Free Presbyterians tried to evict Ian Paisley before he died, says widow
The widow of former First Minister Ian Paisley has criticised members of the Free Presbyterian Church founded by her husband for trying to remove the couple from their Belfast home prior to his death.
In a scathing attack to be aired tomorrow night on UTV, Baroness Paisley, who still lives in the manse at Martyrs Memorial church on the Ravenhill Road, also says Arlene Foster's infamous "crocodiles" comments were out of order.
She tells journalist Eamonn Mallie's Face To Face programme that when Mrs Foster sparked controversy by saying that "if you feed a crocodile it will keep coming back for more", she was offended "just as a normal human being".
Mrs Foster's remark was a response to Sinn Fein demands for an Irish Language Act before returning to Stormont.
Before his death in 2014 Mr Paisley (Lord Bannside) claimed he had been forced out as moderator of the Free Presbyterian Church and had also been asked by his own congregation's elders to step down as the minister at Martyrs Memorial.

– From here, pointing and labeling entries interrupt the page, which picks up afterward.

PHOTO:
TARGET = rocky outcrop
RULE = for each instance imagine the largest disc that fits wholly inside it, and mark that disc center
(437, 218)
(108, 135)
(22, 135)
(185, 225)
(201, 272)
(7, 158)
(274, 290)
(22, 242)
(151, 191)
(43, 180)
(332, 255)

Mr Paisley formed a power-sharing Executive with Sinn Fein in 2007. But opinion in the church shifted against him as he appeared to relish being in power alongside Martin McGuinness.
The pair seemed to get along so well that they were nicknamed the "Chuckle Brothers".
"I just don't think about them (the church leadership)," 87-year-old Baroness Paisley tells Face To Face.
"They wanted us to move out of the house that we have been in since 1974 and they cannot actually do that legally because that was something that was drawn up legally."
The plush, secluded manse sits just off Cyprus Avenue, made famous by the Van Morrison song of the same name.
Baroness Paisley adds that it was within a month of her husband leaving Martyrs Memorial that church officials had sent the couple a letter asking them to move out.
On that time, she reflects: "The last time I said I didn't want to hear anything more from them."
Family is clearly still extremely important to the mother-of-five as she reveals that if any of her children or grandchildren were gay, she'd accept it.
Her husband once fought a 'Save Ulster from Sodomy' campaign against homosexuality in the 1970s.
"If that happened (someone was to come out as gay), they are still my children and I couldn't stop loving them because of what they had done," she says.
"I wouldn't stop loving them.
"People used to ask me: 'What would you do if one of your children married a Catholic?'
"I said I would still love them and I would love their partner as well.
"Life is bigger than that and love is bigger than that."
The programme airs tomorrow at 10.45pm on UTV.